Hi everyone,
I have one csv file that contains the delta Ct values for several samples (columns) and genes as row names. I have samples from different Groups, Grp A, Grp B and Grp C. My data columns look something like this. Samples in Group A and B start with baseline disease condition while Group C samples are healthy.
Gene GrpA1_baseline GrpA1_flare GrpA2_baseline GrpA2_flare GrpB1_baseline GrpB2_baseline
GrpC1.1_healthy GrpC1.2_healthy GrpC2.1_healthy GrpC2.2_healthy
I have different conditions within Group A biological replicates (meaning samples), only baseline condition for Group B biological replicates, and I have 2 technical replicates for each sample in Group C. I was wondering how I could create a new qPCRset object using HTqPCR package in R. I understand that I could use the readCtData function but I am unsure of how to specify and tackle biological replicates and technical replicates or how to read all this in from one file.

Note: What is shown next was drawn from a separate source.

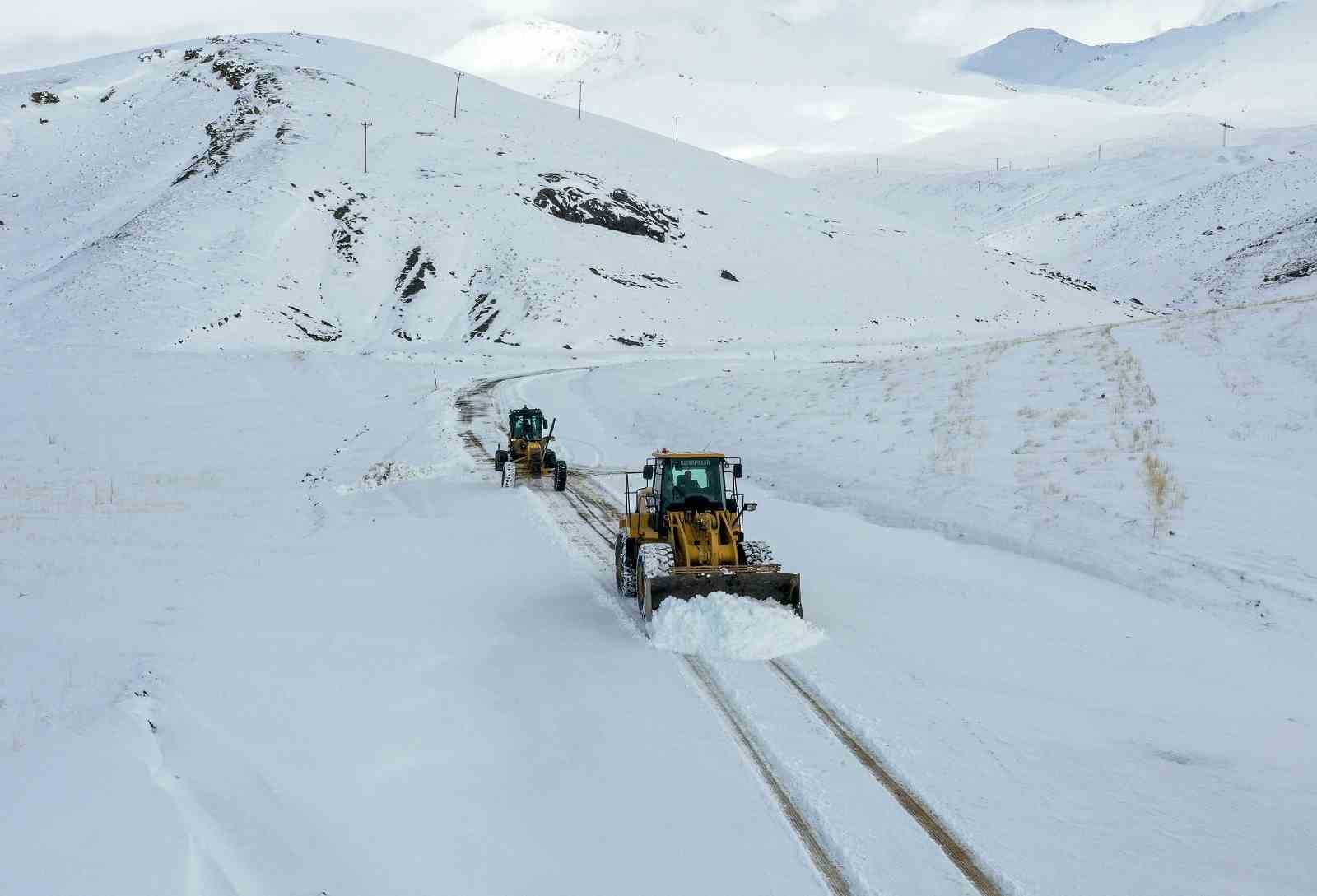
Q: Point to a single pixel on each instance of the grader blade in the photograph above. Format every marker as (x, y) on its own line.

The ultimate goal is for me to find differentially expressed genes between different groups (GrpA_flare vs GrpC_healthy) for example. As I am completely new to analyzing Ct values, any advice at all about how I could go about doing this would be greatly appreciated. Thank you.
As of now, my dataframe that contains delta Ct values look like this:
ID_REF GSM2437228 GSM2437229 GSM2437230 GSM2437231 GSM2437232 GSM2437233
1 ABCA1 2.741219 2.822219 4.275552 5.6885521 4.581885 3.4185521
2 ACP1 4.388677 2.662677 2.910011 3.7580108 2.712344 2.5180108
I have 347 genes under the column name ID_REF and 337 samples from Groups A,B and C. I tried the following to create a qPCR object:
> readCtData('gene_data.csv', n.data= 337, n.features = 99 , header = TRUE, column.info=list(feature=1, Ct=337))
but I see the following error:
Error in `[.data.frame`(sample, , column.info[["Ct"]]) :
undefined columns selected
In addition: Warning message:
In .readCtPlain(readfile = readfile, header = header, n.features = n.features, :
347 gene names (rows) expected, got 347
Hello Gordon,
Thank you, I shall refer to your explanation!